Photography & Videography: Evaan Jason Ferreira
Poster Design: Evaan Jason Ferreira
Photographed By: Evaan Jason Ferreira
Phinda Ubuyele debuted at 2022 National Arts Festival Fringe Programme. The production is a two-hander that follows the story of siblings who have returned to their childhood home in the aftermath of their parents’ death. The two siblings are engaged in recounting their childhood experiences to draw deeper understandings of who they are in their adulthood. They spent their childhood under the surveillance of an abusive father and an ailing mother. In their adulthood, they are each other’s refuge as they begin to remember the events of their past to uncover the hidden narratives of their own lives. The two siblings must examine the inherited traumas of their past which often causes them to revert to earlier stages of their development as a defence mechanism. The production deals with generational trauma, regression, and survivor’s guilt. The complicated relationship with time and memory is juxtaposed with the guilt each child/adult carries about their role in the demise of their family unit.
Siphosethu Balakisi
Xolela Kenene
What makes or breaks a home? And how can the act of remembering be a means of healing rather than a form of bondage?
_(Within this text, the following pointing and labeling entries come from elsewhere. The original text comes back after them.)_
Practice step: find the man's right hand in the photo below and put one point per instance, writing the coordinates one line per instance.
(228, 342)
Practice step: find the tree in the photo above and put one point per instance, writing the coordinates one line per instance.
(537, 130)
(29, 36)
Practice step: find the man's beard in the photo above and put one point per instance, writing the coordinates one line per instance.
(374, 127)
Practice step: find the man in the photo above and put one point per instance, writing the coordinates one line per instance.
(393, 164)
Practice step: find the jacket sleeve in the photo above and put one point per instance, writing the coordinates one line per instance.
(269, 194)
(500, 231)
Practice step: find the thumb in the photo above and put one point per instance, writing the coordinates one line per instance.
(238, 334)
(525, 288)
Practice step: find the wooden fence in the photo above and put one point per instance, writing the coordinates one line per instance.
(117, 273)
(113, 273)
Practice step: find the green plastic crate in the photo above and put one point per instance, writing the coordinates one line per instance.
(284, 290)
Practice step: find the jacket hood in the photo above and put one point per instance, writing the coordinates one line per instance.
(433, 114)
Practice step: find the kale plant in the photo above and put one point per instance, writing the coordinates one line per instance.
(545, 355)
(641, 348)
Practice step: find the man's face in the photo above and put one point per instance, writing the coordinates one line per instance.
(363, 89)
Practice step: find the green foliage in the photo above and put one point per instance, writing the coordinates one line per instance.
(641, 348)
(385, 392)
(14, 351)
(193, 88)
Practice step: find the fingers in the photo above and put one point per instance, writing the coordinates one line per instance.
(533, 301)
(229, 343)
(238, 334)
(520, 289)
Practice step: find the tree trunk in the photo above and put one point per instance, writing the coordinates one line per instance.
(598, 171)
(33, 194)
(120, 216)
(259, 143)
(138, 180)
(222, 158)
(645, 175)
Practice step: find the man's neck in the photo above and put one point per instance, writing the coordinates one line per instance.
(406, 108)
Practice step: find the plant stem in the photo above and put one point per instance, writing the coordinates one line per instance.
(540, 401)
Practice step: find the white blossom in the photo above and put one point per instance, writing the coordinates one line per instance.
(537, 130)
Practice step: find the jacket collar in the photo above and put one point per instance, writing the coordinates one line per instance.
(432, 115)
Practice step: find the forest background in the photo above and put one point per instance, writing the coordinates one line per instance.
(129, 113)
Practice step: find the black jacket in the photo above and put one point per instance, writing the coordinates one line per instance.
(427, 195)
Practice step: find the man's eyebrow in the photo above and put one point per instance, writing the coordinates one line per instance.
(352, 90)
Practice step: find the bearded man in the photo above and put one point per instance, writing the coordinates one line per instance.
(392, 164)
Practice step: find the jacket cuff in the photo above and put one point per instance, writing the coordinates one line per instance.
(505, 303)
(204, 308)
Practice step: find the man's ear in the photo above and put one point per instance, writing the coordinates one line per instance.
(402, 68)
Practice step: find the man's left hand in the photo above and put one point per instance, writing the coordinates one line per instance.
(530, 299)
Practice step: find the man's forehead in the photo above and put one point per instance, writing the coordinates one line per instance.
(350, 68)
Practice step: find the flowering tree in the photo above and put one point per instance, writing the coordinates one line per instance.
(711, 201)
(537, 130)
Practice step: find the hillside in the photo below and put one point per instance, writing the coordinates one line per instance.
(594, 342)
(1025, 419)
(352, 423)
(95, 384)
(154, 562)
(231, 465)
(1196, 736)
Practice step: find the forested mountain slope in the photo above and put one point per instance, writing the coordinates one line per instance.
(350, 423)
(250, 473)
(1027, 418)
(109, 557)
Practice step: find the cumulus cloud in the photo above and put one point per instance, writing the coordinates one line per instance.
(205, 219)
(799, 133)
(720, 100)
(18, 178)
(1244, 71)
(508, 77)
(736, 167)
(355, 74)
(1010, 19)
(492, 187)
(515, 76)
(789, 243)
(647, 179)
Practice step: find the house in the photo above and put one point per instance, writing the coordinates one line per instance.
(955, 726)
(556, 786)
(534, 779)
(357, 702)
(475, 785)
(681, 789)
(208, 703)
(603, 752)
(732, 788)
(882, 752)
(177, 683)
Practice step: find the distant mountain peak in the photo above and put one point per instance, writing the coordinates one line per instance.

In Phinda Ubuyele, two siblings attempt to make sense of their pasts, navigating a murky landscape of trauma and distorted memory, passed down through generations. Directed by Thembela Madliki, the play is performed by Siphosethu Balakisi and Xolela Kenene who play Thando and her older brother Luntu, respectively. While trauma and memory are the overt themes charging the work, there is also the abstract and corporeal – notions of tenderness and violence held and harboured on a cellular level. Back in their childhood home following the death of their parents, they engage the way siblings do, playing and bickering.